Rahul Ranjan, a PhD student at the Institute of Commonwealth Studies, remembers the late Bengali writer and social activist Mahasweta Devi, who was known for her sharp satires of gender inequality in India.

As a writer and social activist, Mahasweta Devi, who was born into a family of writers and social workers in what is now Bangladesh, immersed herself in the lives of India’s poor to chronicle the injustices against them in fiction.

She received numerous prestigious awards for her intellectual scholarship including the Roman Magsaysay Award (nicknamed the ‘Asian Nobel prize’), the Jnanpith and Padhma Shri awards. However, these awards cannot be the representatives for the rich tradition of writings that has been left behind for future generations. Her struggle, often reflected in her work, introduces a unique style in exploring subalternity.

In fact, her writings are an anomaly to the myth that survives within the academic scholarship. This is the myth of a separation between field and text, a debate that has drawn responses from across the disciplines and continues to survive through works that advocates for one over the other and so on.

Mahasweta Devi’s powerful publications on themes of social realism, caste and most important, Adivasi (indigenous people) allows the readers to meander through the complex, often intense, struggle faced by the most defenseless people on the map of nation-state. Even when negotiating language differences, Devi’s words never fails to construct her character as docile, disempowered.

Her writings are drawn from personal ‘field’ experiences and ‘texts’ reflect the interaction between the two and emerge organically as one. They are written with clarity and powerful metaphors that push the frontiers of the reader’s imagination and create a visual-scape where one can sense the organic interplay of field and text. This is suggestive of the fearless relationship she had with the Adivasi communities, which she refuses to call ‘tribal’ because of the word’s colonial connotations, and spilled the ink about the same within her writings.

A prolific writer, Devi left behind an impressive collection of more than 100 novels and short stories encompassing themes of dispossession, rebellion, insurgencies and student movements in Calcutta. Written mainly in Bengali, but incorporating ‘tribal’ dialects, these works have been translated into English, Japanese, Italian, French and several Indian languages.

Her first novel, Jhansi Rani (The queen of Jhansi), reconstructs the character of Laxmibai, a leading figure in the 1857 Indian Rebellion, who lost her life at the hands of colonisers. This powerful reclamation of history and historiography catapulted Devi into the world of ‘writing’.

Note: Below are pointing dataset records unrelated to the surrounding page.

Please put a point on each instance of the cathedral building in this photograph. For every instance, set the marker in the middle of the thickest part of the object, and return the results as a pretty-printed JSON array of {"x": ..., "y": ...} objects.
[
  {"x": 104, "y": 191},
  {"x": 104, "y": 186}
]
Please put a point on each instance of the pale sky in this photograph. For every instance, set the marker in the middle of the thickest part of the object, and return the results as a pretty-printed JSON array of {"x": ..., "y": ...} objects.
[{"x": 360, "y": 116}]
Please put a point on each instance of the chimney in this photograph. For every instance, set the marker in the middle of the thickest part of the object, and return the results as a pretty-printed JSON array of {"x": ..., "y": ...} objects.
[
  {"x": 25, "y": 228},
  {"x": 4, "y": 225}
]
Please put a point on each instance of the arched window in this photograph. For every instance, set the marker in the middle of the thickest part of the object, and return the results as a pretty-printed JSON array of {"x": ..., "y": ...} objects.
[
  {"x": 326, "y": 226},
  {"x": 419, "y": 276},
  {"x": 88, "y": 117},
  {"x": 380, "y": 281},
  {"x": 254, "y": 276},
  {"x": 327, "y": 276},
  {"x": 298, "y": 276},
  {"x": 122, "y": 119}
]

But a major breakthrough, especially for the global reception of her work, came with the English translation of Imaginary Maps by Gayatri Spivak Chakravorty, considered one of the most influential postcolonial intellectuals. The translation brought one of the most poignant and succinct accounts of the struggle into global literary circulation.

However, what struck me as a non-native Bengali speaker is the recognition of what Devi gives to the rich oral tradition, Kathas, myths, storytelling and so on. There is beautiful illustration in her book, Chotti Munda and his Arrow, in which she noted: ‘These Adivasis do not find anyone writing about them, and they do not have script. They compose the stream of events into song, into words, they become something… a continuity. Their history is like a big flowing river going somewhere, not without a destination. Not without.’(P.10).

These lines reflect the immersion of Devi’s life into the rich history-writing practices and an unusual and indomitable spirit fighting together for causes that affected them. There is a plethora of work that has been produced by Devi, and each one of them is unique in delivering the insightful themes of social realism.

I get constant motivation from her work, which is so powerful and full of imagination. The narratives speak of the people’s history and experiences. As Spivak would say, they are ‘telling history’.

Rahul Ranjan is a PhD student at the Institute of Commonwealth Studies at the School of Advanced Study, University of London. His research focuses on ‘oral history, Adivasi and the land question in Jharkhand (India)’.